Torres, a former veteran state legislator, also remarked on the flap in the media about Klein's attempt to engineer the selection of his successor. One longtime observer and participant in CIRM affairs, John M. Simpson, stem cell project director of Consumer Watchdog of Santa Monica, Ca., earlier described the Klein's efforts as “sleazy and inappropriate backroom tactics.”  Klein's actions drew international, unfavorable attention on the Internet and even generated an article in the Toronto Globe and Mail concerning what turned out to be Klein's specious claim that the chairman had to be a citizen of the United States.

Asked for a comment on the latest development, Simpson said,
“The entire 'succession' saga is a debacle that reflects poorly on the ICOC (the agency's governing board), but especially on Bob Klein, who tried to create new criteria for the chair's position not specified in Proposition 71, which he apparently cites when it is convenient and flagrantly flouts when it is not. He wanted to hand pick his own successor, but that effort blew up in his face.

“Art Torres is eminently qualified to serve as chair and I am sorry to see him withdraw. Klein is the one who should stand down.”
In his statement to board directors, Torres said,
“As I'm sure is true for many of you, I am saddened by the recent press and blog stories that have compromised our collective hard work, history and mission. Further, these stories embolden our opponents who seek to stop stem cell research on the federal and state level. We must stand together to confront the challenges that lie ahead.”
Technically another challenger to Klein could arise but that is highly unlikely given Torres' statement, which undoubtedly reflects board sentiments as expressed during closed door board meetings last Wednesday.

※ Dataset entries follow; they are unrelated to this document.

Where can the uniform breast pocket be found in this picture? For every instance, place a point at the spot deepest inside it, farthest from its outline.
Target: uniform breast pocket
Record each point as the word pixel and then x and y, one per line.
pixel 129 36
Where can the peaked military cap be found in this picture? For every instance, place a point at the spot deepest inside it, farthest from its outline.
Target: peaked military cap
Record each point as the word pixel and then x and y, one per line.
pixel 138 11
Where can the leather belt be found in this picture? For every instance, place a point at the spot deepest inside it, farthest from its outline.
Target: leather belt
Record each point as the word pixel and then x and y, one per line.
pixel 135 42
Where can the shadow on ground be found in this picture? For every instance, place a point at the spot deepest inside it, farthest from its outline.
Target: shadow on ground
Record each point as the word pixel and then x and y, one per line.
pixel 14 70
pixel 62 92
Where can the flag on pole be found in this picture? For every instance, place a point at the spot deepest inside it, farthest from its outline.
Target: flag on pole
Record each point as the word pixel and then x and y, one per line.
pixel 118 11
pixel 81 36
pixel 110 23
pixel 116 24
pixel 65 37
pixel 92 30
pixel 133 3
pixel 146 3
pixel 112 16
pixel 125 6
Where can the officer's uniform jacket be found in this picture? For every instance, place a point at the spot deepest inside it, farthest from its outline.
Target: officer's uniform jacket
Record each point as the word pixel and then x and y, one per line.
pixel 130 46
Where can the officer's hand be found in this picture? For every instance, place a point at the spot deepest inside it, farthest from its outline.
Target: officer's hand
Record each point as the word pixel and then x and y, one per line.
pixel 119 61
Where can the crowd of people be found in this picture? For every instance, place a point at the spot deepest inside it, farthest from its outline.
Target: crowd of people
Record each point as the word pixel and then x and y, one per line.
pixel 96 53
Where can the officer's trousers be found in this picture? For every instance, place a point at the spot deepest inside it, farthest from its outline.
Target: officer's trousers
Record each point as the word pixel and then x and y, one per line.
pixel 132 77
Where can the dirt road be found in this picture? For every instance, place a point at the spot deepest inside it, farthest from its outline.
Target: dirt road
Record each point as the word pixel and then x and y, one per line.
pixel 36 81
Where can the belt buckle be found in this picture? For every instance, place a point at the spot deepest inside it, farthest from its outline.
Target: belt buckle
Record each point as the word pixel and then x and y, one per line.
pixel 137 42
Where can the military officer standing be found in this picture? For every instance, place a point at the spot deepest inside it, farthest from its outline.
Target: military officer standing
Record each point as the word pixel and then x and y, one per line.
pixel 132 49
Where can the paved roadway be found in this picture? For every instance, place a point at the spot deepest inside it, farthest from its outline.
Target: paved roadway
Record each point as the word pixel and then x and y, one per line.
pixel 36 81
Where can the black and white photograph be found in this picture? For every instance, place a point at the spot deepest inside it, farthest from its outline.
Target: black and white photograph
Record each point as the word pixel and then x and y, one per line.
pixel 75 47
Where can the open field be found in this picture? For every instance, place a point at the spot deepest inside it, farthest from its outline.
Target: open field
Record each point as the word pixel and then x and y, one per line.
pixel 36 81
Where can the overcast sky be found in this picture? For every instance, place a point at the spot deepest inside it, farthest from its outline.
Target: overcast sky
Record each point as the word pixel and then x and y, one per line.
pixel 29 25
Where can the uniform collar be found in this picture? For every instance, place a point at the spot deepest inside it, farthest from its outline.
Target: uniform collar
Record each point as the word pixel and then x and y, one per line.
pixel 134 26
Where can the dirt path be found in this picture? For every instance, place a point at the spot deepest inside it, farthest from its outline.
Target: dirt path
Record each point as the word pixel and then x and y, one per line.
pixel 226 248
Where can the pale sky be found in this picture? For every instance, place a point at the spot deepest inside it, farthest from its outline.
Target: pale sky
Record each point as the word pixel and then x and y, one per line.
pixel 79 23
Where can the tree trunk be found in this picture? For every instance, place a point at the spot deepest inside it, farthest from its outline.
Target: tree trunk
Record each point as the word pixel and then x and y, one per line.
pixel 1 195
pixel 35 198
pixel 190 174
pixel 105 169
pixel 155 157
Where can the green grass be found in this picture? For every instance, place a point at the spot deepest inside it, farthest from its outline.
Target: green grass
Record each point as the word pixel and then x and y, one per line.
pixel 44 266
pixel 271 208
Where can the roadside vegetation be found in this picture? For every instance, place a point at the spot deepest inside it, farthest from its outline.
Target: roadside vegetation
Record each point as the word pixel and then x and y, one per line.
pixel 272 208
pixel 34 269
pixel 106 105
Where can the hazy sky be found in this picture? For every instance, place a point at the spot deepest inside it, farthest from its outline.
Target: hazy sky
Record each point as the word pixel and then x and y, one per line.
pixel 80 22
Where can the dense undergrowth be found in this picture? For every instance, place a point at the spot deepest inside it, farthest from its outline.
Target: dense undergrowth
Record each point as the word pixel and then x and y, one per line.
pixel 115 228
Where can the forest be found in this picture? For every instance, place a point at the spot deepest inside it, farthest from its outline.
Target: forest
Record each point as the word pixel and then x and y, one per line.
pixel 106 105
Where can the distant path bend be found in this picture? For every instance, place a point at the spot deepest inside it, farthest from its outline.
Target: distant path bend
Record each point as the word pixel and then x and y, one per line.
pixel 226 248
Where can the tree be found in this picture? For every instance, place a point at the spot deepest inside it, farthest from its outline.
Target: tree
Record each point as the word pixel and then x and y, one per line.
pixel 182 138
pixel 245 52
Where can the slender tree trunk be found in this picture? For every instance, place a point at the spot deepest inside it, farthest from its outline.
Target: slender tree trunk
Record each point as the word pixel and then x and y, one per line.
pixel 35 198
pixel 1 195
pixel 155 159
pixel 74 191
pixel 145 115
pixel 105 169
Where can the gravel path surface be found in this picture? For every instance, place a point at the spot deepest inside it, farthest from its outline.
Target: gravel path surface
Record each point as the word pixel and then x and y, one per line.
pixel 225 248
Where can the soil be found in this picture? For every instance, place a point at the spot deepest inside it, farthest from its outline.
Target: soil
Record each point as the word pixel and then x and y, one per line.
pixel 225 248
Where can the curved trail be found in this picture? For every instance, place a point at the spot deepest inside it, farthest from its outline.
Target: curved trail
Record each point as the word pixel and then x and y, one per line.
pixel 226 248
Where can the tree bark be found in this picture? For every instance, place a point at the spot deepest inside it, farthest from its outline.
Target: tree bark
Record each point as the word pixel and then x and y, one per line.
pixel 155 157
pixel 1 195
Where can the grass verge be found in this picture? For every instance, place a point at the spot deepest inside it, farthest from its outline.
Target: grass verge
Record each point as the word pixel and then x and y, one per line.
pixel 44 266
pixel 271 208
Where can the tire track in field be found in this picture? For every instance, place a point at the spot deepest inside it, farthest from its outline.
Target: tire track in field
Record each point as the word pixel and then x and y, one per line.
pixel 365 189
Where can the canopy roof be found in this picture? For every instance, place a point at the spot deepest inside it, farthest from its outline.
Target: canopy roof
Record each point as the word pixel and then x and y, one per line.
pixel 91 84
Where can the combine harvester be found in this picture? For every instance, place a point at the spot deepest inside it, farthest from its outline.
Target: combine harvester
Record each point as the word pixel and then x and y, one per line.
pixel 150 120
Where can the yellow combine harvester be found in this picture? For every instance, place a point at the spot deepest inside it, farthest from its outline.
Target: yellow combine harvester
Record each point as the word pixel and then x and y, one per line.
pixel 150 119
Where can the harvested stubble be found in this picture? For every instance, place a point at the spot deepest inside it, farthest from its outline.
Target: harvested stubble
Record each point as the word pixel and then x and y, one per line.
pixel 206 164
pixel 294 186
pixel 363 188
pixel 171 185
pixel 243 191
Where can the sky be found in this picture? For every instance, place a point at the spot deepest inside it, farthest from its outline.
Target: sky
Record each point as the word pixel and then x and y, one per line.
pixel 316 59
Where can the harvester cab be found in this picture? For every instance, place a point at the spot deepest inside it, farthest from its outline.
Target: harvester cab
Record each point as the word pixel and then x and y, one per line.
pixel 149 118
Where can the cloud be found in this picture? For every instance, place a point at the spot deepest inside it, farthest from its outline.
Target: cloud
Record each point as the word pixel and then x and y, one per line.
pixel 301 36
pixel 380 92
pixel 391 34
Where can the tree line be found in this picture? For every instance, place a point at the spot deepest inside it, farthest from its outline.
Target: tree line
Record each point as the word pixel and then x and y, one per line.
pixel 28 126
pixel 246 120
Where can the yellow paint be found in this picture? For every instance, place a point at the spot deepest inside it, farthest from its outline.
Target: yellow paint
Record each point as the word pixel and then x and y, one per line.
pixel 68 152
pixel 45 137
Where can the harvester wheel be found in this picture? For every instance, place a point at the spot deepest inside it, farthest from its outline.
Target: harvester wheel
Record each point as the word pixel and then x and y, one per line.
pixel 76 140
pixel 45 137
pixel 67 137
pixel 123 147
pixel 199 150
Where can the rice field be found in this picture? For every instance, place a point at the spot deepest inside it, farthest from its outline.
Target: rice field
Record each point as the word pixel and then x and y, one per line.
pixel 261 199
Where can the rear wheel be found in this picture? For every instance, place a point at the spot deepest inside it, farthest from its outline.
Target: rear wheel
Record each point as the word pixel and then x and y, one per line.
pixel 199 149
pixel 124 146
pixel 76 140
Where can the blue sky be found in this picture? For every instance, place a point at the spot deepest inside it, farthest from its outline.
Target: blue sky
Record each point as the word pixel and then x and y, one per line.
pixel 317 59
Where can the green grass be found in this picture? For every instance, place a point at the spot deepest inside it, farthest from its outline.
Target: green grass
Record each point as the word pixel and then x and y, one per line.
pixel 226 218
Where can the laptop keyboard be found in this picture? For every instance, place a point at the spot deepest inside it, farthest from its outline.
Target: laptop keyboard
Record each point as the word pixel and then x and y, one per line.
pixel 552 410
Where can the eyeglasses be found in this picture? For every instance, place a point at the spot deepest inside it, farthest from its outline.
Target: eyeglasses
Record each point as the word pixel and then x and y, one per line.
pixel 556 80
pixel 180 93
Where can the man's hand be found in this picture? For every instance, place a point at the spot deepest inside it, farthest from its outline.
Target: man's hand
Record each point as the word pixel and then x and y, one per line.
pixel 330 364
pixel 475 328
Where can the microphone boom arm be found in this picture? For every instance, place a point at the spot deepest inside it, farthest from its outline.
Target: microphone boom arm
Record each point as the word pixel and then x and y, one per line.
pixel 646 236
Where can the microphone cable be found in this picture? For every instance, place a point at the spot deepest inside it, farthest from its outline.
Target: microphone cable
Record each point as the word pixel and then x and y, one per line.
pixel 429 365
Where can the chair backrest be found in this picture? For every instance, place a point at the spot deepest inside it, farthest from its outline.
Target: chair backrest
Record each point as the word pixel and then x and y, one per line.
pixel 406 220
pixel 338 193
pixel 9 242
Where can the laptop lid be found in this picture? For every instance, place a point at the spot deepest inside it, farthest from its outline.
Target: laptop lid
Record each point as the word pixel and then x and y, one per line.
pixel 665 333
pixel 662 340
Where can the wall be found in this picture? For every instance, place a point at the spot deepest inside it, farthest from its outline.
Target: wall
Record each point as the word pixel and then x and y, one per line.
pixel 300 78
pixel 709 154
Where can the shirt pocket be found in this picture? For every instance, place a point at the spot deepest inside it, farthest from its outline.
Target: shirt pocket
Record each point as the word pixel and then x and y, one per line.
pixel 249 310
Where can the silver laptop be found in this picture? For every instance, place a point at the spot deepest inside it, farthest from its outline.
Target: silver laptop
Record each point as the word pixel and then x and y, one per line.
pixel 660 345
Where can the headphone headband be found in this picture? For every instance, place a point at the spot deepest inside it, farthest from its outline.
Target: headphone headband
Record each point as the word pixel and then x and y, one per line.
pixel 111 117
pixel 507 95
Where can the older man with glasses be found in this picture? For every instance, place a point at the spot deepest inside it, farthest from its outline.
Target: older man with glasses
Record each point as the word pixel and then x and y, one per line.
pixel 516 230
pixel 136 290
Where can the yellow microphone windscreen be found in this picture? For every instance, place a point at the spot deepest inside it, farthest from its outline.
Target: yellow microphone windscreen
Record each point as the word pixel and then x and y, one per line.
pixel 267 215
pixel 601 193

Torres' reference to future actions by the Governance Subcommittee concerning selection of a new chair could mean that Klein's attempt to lead the process will be shunted aside. Earlier, Klein, a real estate investment banker, indicated that he thought it was necessary to find a nationally respected scientist to replace him. He said he would engage in a major search to find such a candidate. The board, however, has never said that it thought a scientist was necessary to fill the post.

Simpson said today,
“CIRM does not need a $500,000-a year scientist to serve as chairman when it already as a $500,000-a-year president. If this attempt was prompted by the belief the president is not performing adequately as CIRM's chief executive, the solution is simple. You fire the president and hire a new one. You do not spend another $500,000 of taxpayers' money to create a new position of "executive chairman."
Klein has said he will not serve for more than 12 months. He also recently said he would forego his $150,000, halftime salary, a move that allowed him to take part in the closed-door discussions involving selection of a chair. The action removed an economic conflict of interest on his part.